Stevens’ bill would replace COLA with locality pay system

The Senate Committee on Homeland Security and Government Affairs on June 25 approved legislation sponsored by Sens. Ted Stevens, R-Alaska, and Daniel Akaka, D-Hawaii, to replace Alaska and Hawaii federal employee cost-of-living allowances with the locality pay system that has long been in place in the Lower 48.

The legislation was co-sponsored by Sens. Lisa Murkowski, R-Alaska, and Daniel Inouye, D-Hawaii.

“A big part of this change will be seen in federal employee retirement funds,” Stevens said. “Under the COLA system, Alaska retirees were not getting as good a deal as federal employees in the Lower 48.

“Many Alaskan federal employees nearing retirement have been relocating in order to guarantee a better retirement. With this change Alaska won’t be losing those highly skilled, seasoned employees.”

Alaska and Hawaii are the only states in which federal employees do not receive locality pay. Because COLA is not taxed, it is not considered part of an employee’s base pay for retirement purposes.

Locality pay, on the other hand, is taxable income but is part of an employee’s base pay. This means employees in Alaska are retiring at much lower pay rates than their counterparts in the Lower 48.

“Alaska’s federal employees have spoken,” Murkowski said. ”They have told Washington that they are willing to forego their tax-free cost of living allowances in favor of a salary plan that provides greater benefits after retirement.

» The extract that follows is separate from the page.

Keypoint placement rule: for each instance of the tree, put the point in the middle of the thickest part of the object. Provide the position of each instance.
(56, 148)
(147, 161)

“The new plan will provide the means for our federal employees, who came to Alaska from all corners of the nation, to remain in Alaska after retirement. This legislation is an investment in Alaska’s future and theirs.”

The U.S. Office of Personnel Management has been seeking to slowly phase out the COLA system in favor of the locality pay system, but the Stevens-Akaka legislation will speed up the process. The result will be that the new system will be fully implemented in three years rather than the seven suggested by OPM.

The legislation is intended to benefit all federal employee groups whose Lower 48 counterparts receive locality pay. Employees who will soon be forced to retire due to age and those intending to retire within three years will be able to buy in to the program to ensure that they may fully participate in the new system.

The bill also includes language to assist postal employees, who are not eligible to receive locality pay in the Lower 48, in retaining their COLA benefits in Alaska and Hawaii. While postal employees will remain under the COLA system rather than locality pay, the 25 percent cap on COLA will no longer apply, and the COLA rate will follow the locality pay rate, which is expected to be 27.65 percent or higher in Alaska.

“With Alaskans facing one of the highest costs of living in the United States, this change is necessary to make sure those who put in years of federal service are properly compensated,” Stevens said.